Conclusions and Discussion

Main Conclusions

  1. Successfully establishes the first complete theoretical framework for N-timescale SA
  2. Proves stability and convergence for three important reinforcement learning algorithm classes
  3. Demonstrates theoretical feasibility of momentum techniques in temporal-difference learning

Limitations

  1. Markovian Noise: Current framework limited to martingale difference noise, not addressing more general Markovian noise
  2. Step-Size Requirements: Theoretical analysis requires square-summable step-sizes, though experiments show non-square-summable step-sizes also work
  3. Finite-Time Analysis: Lacks quantitative convergence rate analysis

Future Directions

  1. Extension to Markovian Noise: Generalize Ramaswamy-Bhatnagar single-timescale results
  2. Set-Valued Mappings: Handle RL algorithms under partial observation/information
  3. Convergence Rates: Develop weak convergence rate theory for N-timescale case
  4. Finite-Time Behavior: Quantify finite-time performance gains of momentum algorithms

In-Depth Evaluation

Strengths

  1. Theoretical Breakthrough: Fills important gap in multi-timescale SA theory with landmark significance
  2. Rigorous Methodology: Sophisticated proof techniques using innovative recursive scaling arguments
  3. Application Value: Three application scenarios possess important practical significance, demonstrating framework generality
  4. Clear Presentation: Well-structured exposition progressing from 3-timescale to N-timescale for accessibility

Weaknesses

  1. Assumption Limitations: i.i.d. sampling assumption is restrictive in practical RL contexts
  2. Experimental Scale: Experiments relatively simple, lacking verification in large-scale complex environments
  3. Computational Complexity: Does not discuss computational complexity of verifying theoretical conditions
  4. Practical Guidance: Lacks concrete guidance on selecting timescale separation parameters

Impact

  1. Theoretical Contribution: Provides solid theoretical foundation for multi-timescale algorithm design
  2. Practical Value: Enables convergence analysis of complex RL algorithms
  3. Inspirational: Likely to inspire further research in multi-timescale algorithms
  4. Reproducibility: Theoretical results are verifiable with clear experimental setup

Applicable Scenarios

  1. Constrained Reinforcement Learning: Scenarios requiring primal-dual updates
  2. Hierarchical Reinforcement Learning: Multi-level decision-making requiring different timescales
  3. Momentum Acceleration Methods: Provides theoretical support for momentum techniques in RL
  4. Algorithm Design: Offers convergence verification tool for new multi-timescale algorithms

References

This paper primarily builds upon the following important works:

  1. Borkar, V.S. (2008).

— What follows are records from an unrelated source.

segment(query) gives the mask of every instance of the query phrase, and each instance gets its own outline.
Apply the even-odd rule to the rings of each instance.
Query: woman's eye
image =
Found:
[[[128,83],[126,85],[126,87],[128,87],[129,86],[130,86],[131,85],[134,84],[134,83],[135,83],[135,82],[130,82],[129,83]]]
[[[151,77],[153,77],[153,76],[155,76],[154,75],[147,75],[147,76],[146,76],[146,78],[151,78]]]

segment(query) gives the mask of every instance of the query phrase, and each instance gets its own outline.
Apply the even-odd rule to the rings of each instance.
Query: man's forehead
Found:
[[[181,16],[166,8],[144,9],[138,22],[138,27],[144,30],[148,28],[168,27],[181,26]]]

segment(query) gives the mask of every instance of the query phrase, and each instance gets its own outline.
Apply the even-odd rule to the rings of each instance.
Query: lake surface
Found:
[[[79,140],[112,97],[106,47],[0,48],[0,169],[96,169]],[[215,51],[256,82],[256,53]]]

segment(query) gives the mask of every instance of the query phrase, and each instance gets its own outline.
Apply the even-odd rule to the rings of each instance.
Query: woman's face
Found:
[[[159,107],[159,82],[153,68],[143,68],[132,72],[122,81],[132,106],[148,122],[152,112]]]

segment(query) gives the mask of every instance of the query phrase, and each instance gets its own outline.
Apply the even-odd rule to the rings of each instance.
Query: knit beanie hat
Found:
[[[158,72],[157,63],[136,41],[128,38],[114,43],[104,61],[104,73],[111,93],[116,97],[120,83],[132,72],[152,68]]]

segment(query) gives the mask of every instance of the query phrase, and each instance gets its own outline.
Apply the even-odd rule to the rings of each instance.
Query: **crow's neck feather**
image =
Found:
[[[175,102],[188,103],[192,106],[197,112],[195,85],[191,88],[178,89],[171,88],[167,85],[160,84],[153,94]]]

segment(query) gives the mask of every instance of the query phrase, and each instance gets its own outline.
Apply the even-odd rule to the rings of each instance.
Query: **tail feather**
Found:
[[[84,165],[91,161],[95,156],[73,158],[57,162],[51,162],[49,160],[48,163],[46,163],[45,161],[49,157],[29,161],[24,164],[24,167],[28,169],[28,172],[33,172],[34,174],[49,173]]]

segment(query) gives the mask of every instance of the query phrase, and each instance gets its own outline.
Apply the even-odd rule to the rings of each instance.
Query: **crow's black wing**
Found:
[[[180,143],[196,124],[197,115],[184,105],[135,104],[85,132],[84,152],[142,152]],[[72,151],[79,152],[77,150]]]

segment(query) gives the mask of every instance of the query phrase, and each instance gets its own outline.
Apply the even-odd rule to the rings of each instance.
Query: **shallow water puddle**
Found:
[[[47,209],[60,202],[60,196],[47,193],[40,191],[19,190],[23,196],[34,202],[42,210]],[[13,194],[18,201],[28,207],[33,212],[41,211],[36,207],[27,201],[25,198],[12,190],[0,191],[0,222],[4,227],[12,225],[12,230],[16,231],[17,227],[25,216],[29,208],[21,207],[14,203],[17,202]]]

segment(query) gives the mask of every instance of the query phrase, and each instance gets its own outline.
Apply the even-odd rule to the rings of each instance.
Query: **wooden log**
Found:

Stochastic Approximation: A Dynamical Systems Viewpoint
  2. Lakshminarayanan, C. & Bhatnagar, S. (2017). A stability criterion for two-timescale stochastic approximation schemes
  3. Sutton, R. et al. (2009). Fast gradient-descent methods for temporal-difference learning with linear function approximation

Overall Assessment: This is a theoretically significant paper that successfully resolves stability and convergence issues in multi-timescale stochastic approximation, providing powerful theoretical tools for analyzing complex algorithms in reinforcement learning and related fields. While there remains room for improvement in practical applicability assumptions, its theoretical contributions and methodological innovations have lasting impact.